Sherwood came round to the front passenger side.

Norman lowered the window.

Sherwood asked politely, ‘Can you send me a picture of Mr Whiskers opening a can of food for show and tell?’

Norman was at a sudden loss.

Lee-Ann intervened. She crouched next to Sherwood and exhaled a secondhand smoke that was all but criminal. She said, ‘You know how many people would be after Mr Whiskers if his secret powers were revealed? He couldn’t ride that elevator no more. Somebody in China would steal him, and all day he would be made to open cans for the Chinese to figure it out.’

Lee-Ann met Norman’s eyes. ‘Isn’t that right, Mr Price?’

Sherwood was going to be called a liar in school if he didn’t bring a picture. He had told the class about Mr Whiskers, but he said with the firm resolution of a child, ‘I can keep a secret for Mr Whiskers. I don’t want the Chinese to get him.’

In that moment there was a cat and the greatest menace in the world, the Chinese.

*

Thomas Strait wanted to show Norman something. They left the car on the rise of a dirt road because of the warning lights and a problem with the oil. They started to walk. There had still been no reference to Kenneth. Norman now accepted that what passed would be determined by Thomas Strait.
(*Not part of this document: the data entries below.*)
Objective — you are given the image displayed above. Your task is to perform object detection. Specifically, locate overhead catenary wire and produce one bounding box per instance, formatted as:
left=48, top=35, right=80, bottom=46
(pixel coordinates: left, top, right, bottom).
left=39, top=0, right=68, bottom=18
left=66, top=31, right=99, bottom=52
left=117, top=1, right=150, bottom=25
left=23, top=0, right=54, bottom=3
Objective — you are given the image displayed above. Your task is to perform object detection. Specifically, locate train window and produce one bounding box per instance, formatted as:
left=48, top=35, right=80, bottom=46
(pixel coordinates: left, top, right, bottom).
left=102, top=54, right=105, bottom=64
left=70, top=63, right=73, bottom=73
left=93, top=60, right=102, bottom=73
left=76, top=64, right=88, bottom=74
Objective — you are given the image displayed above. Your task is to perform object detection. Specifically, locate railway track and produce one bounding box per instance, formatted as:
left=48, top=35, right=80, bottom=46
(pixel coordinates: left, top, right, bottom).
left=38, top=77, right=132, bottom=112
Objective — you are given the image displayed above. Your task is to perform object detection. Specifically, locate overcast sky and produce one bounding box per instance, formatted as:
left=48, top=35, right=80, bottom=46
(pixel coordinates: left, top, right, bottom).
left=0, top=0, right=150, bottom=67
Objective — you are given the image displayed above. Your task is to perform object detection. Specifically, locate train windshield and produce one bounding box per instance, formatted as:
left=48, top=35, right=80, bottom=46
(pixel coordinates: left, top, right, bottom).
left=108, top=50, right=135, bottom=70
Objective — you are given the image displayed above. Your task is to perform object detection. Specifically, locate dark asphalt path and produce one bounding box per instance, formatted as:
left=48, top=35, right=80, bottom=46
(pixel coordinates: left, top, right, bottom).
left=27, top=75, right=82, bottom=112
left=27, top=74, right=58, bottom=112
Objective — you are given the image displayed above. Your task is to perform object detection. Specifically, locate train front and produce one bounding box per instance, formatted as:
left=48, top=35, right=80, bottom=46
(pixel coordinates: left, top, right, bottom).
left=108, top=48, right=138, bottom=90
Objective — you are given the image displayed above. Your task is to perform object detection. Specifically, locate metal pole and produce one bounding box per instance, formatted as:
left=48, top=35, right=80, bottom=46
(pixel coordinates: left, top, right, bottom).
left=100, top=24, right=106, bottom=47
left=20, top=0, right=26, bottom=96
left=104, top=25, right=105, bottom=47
Thomas was conversant in literature, specifically Steinbeck. He had sought answers in books, then discovered Steinbeck was more socialist than he liked. He was not reconciled that a man could be overly concerned with this life without forsaking the hereafter. This was his decided belief.

Norman listened quietly. Thomas Strait was an honest man hiding a secret — bottles of booze under his bed. Within him, all the incongruities and inconsistencies of life, damnation and salvation fought it out, and somehow kindness and understanding emerged. He was a man who could give advice because of his foibles, because of his shortcomings.

Thomas Strait had got his schooling because of time served in the military at a community college with just enough communists to make it interesting.

He smiled knowingly as he said it. Sherwood, his grandson, was named after Sherwood Anderson. Thomas had read Winesburg, Ohio . What he believed was that a deeper knowledge of all things was not such a liberating gift. It left you, more times than not, alone in the world. He put opinion out there as a matter of guiding principle. He was open to debate, to seeing around an issue.

Thomas Strait was simply establishing a level playing field in the eyes of Norman, without ever overtly announcing his intention. He had that nascent gift and worldly comport of a man who could befriend a stranger in the way so few could in a world gone cold and calculated.

His eyes flit between Norman and the emerging landscape.

He continued. ‘In European literature, they are always in fear of becoming invisible, I mean up here, in the head. Inchoate feelings, Mr Price, that’s how I described it in a paper. My professor, she just about shit herself when she read it. The professors, they couldn’t give advice. They were trapped, and I was tending toward something of substance. I wore a stethoscope around my neck like a religious cross. It was salvation in a way. I had short-term and long-term goals.’